A company called Biolife4D has developed the technology to print human cardiac tissue by collecting blood cells from a patient and converting these cells to a type of stem cell called Induced Pluripotent Stem (iPS) cells. The technology could eventually be used to create thousands of much-needed hearts for transplantation.
“What we’re working on is literally bioprinting a human heart viable for transplantation out of a patient’s own cells, so that we’re not only addressing the problem with the lack of [organ] supply, but by bioengineering the heart out of their own cells, we’re eliminating the rejection,” Biolife4D CEO Steven Morris said during an appearance on Digital Trends Live on Monday, referring to the body’s impulse to reject a transplanted organ.
Biolife4D’s iPS cells can then be converted to heart cells and used as “bioink” in a 3D printer. Recently, this technique was used to 3D print a semi-functioning miniature human heart.
Digital Trends spoke with Biolife4D Chief Science Officer, Ravi Birla, about this remarkable achievement and what the future of organ printing holds. The 3D-printed mini heart, which you can see below, has the same structure as a real heart with its four internal chambers. The aim was to create something similar enough to a real heart that it can be used for cardiotoxicity testing — that is, for drug companies and medical researchers to test what happens to a heart when it suffers problems with the muscle or with heart beats.
This means the mini heart is partially functional, as Birla explains: “The first version of our mini heart is designed to provide pharma and drug discovery companies a scaled-down version of a human heart for testing… While our mini heart is not designed to be able to survive an animal or human long-term, it is designed to provide a better predictive model for cardiotoxicity testing as compared to the animal models currently being used.”
This is an impressive achievement — “It’s as close as anyone has gotten to producing a fully functional heart through 3D bioprinting,” Birla says. But there are several challenges to consider before a full-sized heart ready for transplant can be printed.

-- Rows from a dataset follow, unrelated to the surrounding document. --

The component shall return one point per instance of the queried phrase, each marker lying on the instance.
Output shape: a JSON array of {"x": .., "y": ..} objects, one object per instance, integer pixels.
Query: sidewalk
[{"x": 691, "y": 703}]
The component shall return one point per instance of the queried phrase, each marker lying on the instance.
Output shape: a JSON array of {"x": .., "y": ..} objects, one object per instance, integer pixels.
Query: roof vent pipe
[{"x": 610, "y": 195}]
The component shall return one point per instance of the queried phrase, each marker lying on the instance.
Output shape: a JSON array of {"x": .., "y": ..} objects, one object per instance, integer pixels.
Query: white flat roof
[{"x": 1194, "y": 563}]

The first: scaling up the bioprinting technology to allow the production of a full-size heart. The Biolife4D team also wants to work more on the bioink used in the printing process, to more closely replicate the heart’s natural extracellular matrix (ECM), which is the scaffolding of proteins which creates strength in the organ. Other challenges are matters of optimization, such as improving the efficiency of the cell re-programming process.
Once this has been done, the team can work more on getting the printed heart to survive in an animal. This is more difficult than producing a heart for testing, as it requires individual components of the heart to perform their functions perfectly, and it also requires finding a way to mimic the heart’s vascularization network to keep the organ alive after it is printed.
The Biolife4D team is confident that they can meet these challenges, though it may take some time.
“The truth of the matter is, we don’t know exactly [how long it will take],” Biolife4D CEO Morris said. “We’re hoping to scale up to a full heart in about a three year time frame.”
Editor’s Note: In the video interview with BIOLIFE4D CEO Steven Morris, the text of the lower-third reads “fully-functioning.” This is not factual. The 3D-printed heart is a mini heart and not a fully functioning human heart. Digital Trends regrets the error.